INSERT INTO umls.UNII_MESH_MAP
SELECT DISTINCT u.code AS unii, d.code
  FROM umls.unii_name u
    INNER JOIN UMLS.MRCONSO c
      ON(LOWER(str) = LOWER(displayName) AND LAT='ENG')
    INNER JOIN UMLS.MRCONSO d ON(d.cui = c.cui AND d.sab = 'MSH')
  WHERE NOT EXISTS (SELECT 1 FROM umls.unii_mesh_map x WHERE x.unii = u.code)

1672 items added

with SELECT count(distinct unii) FROM unii_mesh_map 4304 distinct UNII codes (of 6482 UNII concepts). Previously the UNII_NDFRT_MAP only caught 857 or at most 1500, but that may be outdated.

SELECT * 
FROM umls.unii_concept u
LEFT OUTER JOIN
(SELECT unii, count(1) as count
  FROM umls.unii_mesh_map
  group by unii) x ON(x.unii = u.code)
INNER JOIN umls.unii_mesh_map um ON(um.unii = x.unii)
INNER JOIN umls.mesh_chemical mc ON(mc.code = um.code)
ORDER BY count DESC, displayname ASC

We used to have a classification of UNIIs which might be useful for allergy checking. Now our MeSH chemical RIM mapping is very large. Possibly because of mapped-to supplemental concepts. What if we removed those?

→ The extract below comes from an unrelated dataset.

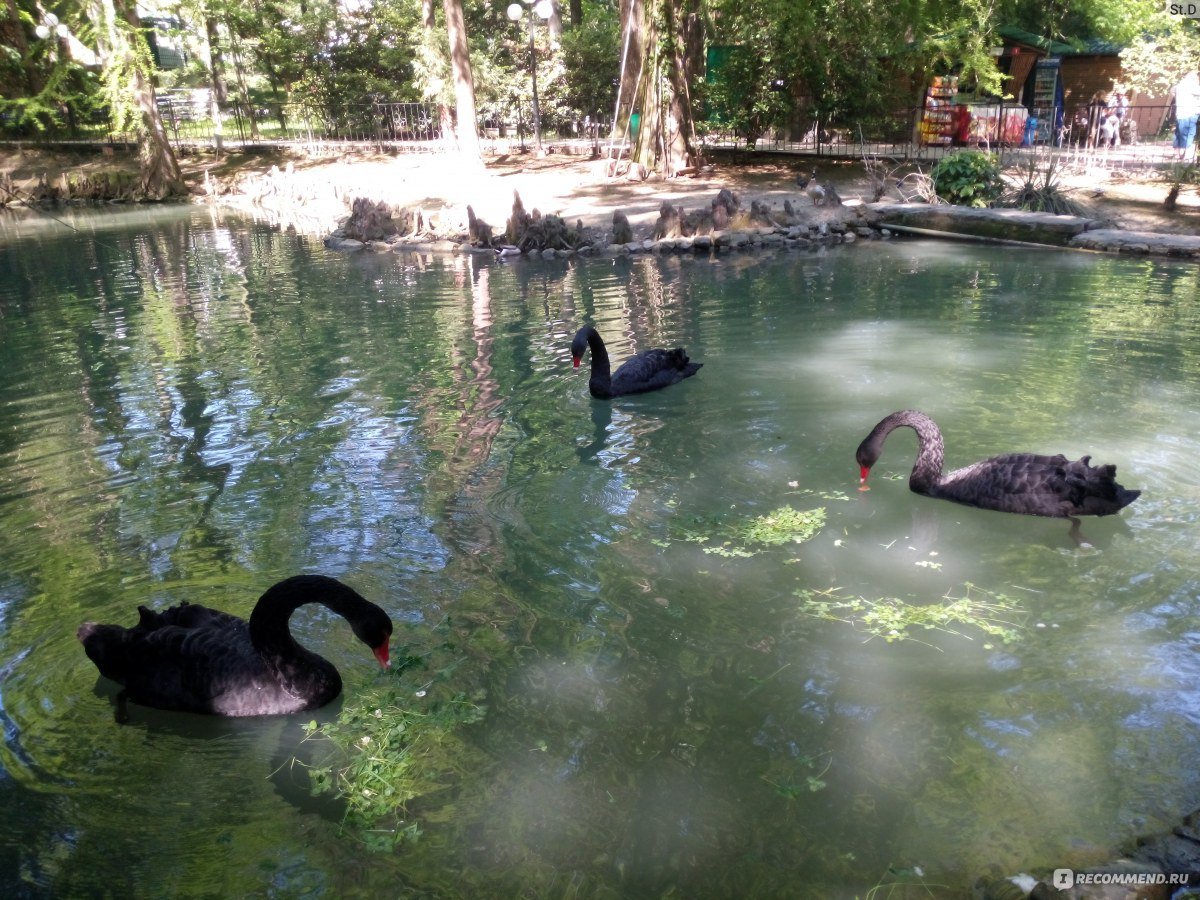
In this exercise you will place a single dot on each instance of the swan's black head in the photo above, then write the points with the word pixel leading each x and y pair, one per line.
pixel 865 456
pixel 373 628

drop table umls.unii_mesh_class
go
create table umls.unii_mesh_class as
select distinct uc.code as unii_code, umm.code as mesh_code, mc.gencode as mesh_class
  from umls.unii_concept uc
    inner join umls.unii_mesh_map umm on(umm.unii = uc.code)
    inner join umls.mesh_chemical_isa_closure mc on(mc.speccode = umm.code)
  where (not mc.speccode like 'C%' or distance=1)
    and (not mc.speccode like 'D%' or distance=0)
    and mc.gencode like 'D%'
select count(distinct mesh_class), count(distinct mesh_code)
 from umls.unii_mesh_class

2041 vs. 3541

that's ~1500 saved. But really it's more because we have all of mesh.

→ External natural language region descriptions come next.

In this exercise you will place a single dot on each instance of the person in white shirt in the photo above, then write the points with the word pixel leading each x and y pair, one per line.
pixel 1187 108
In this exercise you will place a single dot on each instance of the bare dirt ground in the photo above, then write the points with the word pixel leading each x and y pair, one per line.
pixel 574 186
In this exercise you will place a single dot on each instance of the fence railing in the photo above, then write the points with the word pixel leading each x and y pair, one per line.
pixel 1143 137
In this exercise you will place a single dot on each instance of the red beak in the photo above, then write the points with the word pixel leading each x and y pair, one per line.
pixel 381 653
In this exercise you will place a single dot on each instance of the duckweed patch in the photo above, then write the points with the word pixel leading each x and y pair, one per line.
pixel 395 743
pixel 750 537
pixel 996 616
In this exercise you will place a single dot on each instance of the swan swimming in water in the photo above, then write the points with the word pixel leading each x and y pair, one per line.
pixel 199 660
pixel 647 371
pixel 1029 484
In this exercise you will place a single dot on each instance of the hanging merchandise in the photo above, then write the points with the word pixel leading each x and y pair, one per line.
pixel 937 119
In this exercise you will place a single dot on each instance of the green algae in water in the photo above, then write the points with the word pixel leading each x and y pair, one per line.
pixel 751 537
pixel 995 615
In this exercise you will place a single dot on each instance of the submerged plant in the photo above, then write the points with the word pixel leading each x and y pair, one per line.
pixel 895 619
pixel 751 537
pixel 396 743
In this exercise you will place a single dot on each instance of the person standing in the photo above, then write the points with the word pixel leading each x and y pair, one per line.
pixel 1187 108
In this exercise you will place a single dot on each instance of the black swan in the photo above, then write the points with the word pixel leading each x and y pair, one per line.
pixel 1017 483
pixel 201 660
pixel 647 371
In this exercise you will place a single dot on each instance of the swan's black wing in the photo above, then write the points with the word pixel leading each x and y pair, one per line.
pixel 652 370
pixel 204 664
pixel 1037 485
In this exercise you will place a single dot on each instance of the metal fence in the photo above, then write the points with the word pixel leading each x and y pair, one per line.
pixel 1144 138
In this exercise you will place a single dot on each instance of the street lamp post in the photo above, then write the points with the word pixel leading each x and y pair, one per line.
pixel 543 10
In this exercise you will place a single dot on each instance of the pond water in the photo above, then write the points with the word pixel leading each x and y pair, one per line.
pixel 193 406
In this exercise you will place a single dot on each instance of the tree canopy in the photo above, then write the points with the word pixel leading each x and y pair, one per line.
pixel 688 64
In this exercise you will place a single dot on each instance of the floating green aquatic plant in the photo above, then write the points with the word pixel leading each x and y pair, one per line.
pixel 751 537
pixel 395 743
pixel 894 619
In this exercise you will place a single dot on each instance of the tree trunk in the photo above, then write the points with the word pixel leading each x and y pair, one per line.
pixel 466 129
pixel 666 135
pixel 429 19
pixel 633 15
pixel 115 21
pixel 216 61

select count(distinct gencode), count(distinct speccode) 
  from umls.mesh_chemical_isa_closure
    where gencode like 'D%'
      and speccode like 'C%'

6753 vs. 175329

that's a huge difference!

So let's just focus only on the MeSH classes that are D descriptors, not C supplemental chemicals. and use the unii_mesh_class for the mapping.

create index umls.unii_mesh_class_unii_idx on umls.unii_mesh_class(unii_code)

The XML export is in [source:db2xml/trunk/templates/mesh-rim.xml].